In 2001, the cable network Adult Swim launched, becoming the night-time adult-oriented programming of the Cartoon Network. Cartoons for grownups thrived and the output became more surreal, rather than merely copying the 50s sitcom format. These days, animation is ruled by shows such as the reality-hopping Rick and Morty, the dysfunctional spy Archer and Bojack Horseman, in which a horse-headed former TV star languishes in a booze, drugs and sex-fuelled ennui.
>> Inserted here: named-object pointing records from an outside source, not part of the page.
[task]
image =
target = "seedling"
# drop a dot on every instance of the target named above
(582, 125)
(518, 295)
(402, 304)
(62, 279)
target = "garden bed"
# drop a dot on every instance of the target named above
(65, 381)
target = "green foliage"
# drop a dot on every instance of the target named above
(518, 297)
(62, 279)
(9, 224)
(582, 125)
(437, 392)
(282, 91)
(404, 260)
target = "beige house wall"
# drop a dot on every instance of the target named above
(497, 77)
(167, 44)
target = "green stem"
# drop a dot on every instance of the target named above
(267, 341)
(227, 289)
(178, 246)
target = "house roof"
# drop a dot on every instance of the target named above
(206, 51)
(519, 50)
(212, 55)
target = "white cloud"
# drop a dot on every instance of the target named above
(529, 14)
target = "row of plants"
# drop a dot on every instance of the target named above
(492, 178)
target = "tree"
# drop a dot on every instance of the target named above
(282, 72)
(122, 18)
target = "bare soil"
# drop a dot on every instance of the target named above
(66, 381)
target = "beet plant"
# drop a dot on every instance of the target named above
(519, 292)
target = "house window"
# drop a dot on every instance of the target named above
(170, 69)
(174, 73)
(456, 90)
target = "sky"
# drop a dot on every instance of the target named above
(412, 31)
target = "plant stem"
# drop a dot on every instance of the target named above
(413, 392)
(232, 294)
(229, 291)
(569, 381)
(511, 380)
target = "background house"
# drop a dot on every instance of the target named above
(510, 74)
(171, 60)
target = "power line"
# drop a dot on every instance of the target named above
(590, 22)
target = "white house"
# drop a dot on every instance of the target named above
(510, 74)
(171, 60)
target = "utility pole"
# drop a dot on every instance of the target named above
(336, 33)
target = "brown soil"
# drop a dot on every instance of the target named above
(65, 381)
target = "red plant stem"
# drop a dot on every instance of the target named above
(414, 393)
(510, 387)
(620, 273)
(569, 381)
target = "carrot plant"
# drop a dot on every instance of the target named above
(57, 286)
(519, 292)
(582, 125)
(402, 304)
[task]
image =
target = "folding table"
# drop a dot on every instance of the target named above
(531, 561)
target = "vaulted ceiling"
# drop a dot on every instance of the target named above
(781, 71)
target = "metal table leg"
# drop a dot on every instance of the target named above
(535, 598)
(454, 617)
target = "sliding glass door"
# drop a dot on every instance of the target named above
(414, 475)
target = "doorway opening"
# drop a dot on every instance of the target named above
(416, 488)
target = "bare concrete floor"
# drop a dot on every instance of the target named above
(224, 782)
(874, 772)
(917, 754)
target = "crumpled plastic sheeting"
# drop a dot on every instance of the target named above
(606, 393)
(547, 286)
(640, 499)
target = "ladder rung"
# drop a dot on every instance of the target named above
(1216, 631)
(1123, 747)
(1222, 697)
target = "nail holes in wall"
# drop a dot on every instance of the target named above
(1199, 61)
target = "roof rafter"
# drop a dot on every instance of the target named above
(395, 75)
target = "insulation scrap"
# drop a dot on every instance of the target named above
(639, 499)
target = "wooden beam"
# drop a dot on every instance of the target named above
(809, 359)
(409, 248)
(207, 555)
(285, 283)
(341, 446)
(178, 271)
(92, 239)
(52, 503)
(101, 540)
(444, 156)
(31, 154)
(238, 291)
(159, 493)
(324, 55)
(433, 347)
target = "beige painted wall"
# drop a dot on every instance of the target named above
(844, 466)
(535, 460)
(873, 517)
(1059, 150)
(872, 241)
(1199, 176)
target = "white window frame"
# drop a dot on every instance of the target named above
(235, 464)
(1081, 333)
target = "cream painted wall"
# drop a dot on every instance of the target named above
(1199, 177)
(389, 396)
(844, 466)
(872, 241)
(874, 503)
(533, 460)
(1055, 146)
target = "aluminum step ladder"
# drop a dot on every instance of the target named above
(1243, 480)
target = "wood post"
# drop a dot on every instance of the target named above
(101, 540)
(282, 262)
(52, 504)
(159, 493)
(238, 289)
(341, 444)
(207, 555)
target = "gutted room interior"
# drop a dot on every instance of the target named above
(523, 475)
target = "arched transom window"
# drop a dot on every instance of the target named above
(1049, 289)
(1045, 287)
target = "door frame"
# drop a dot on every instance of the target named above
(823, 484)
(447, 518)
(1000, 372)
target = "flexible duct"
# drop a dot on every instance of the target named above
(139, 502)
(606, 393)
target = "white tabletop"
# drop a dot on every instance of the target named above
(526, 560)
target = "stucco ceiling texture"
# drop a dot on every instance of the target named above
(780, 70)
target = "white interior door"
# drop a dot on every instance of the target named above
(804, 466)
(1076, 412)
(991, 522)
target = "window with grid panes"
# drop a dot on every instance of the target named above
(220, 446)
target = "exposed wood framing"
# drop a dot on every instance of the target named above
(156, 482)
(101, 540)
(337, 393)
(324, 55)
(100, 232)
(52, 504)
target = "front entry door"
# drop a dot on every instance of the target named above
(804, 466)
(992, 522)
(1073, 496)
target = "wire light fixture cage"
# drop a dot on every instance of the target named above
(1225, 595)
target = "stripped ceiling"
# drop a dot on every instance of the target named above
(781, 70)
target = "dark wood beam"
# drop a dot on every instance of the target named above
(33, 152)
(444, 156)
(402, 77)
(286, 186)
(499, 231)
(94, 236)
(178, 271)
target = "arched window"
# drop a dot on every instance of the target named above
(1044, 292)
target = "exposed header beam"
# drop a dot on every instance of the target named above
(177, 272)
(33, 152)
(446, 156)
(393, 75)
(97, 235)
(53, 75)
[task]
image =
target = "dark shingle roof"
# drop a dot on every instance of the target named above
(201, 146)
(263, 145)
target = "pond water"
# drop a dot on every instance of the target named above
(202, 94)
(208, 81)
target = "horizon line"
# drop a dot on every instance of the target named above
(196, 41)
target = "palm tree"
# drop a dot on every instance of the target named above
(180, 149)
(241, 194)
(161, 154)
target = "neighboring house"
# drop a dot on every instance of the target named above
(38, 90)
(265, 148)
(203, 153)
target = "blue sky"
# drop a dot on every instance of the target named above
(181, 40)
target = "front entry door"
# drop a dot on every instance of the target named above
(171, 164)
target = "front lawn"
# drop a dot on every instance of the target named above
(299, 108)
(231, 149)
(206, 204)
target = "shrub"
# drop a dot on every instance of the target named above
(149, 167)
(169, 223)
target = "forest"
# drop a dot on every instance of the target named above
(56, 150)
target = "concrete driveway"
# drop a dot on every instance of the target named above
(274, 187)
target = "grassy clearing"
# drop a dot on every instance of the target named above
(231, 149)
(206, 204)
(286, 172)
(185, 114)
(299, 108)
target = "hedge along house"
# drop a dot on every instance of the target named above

Bojack Horseman, one of the shows that rules animation. Photograph: Everett Collection Inc/Alamy Stock Photo

Bojack Horseman was the first animated series from Netflix, and the rise of streaming services has raised the game in adult animation once again. We could be set for an even steeper rise in quality and output thanks, in part, to Covid. Henderson says: “Obviously, after The Flintstones and The Simpsons, everyone wants that success, but they have to do something differently, which is why we are seeing so much inventiveness. We are definitely living in a bit of a golden age for adult TV animation, and I think that’s going to increase. Coronavirus has changed the entertainment industry. While animated content has always been seen as the poor relation of live action, now people are seeing that you can make animation with several people sitting at home and you don’t need to get a load of people into a studio to make a show. So I think we’re going to be seeing a lot more quality animation coming out of this period.”

If Henderson is right, animation fans will definitely owe a debt to the bedrock from 60 years ago on which the current growth was built.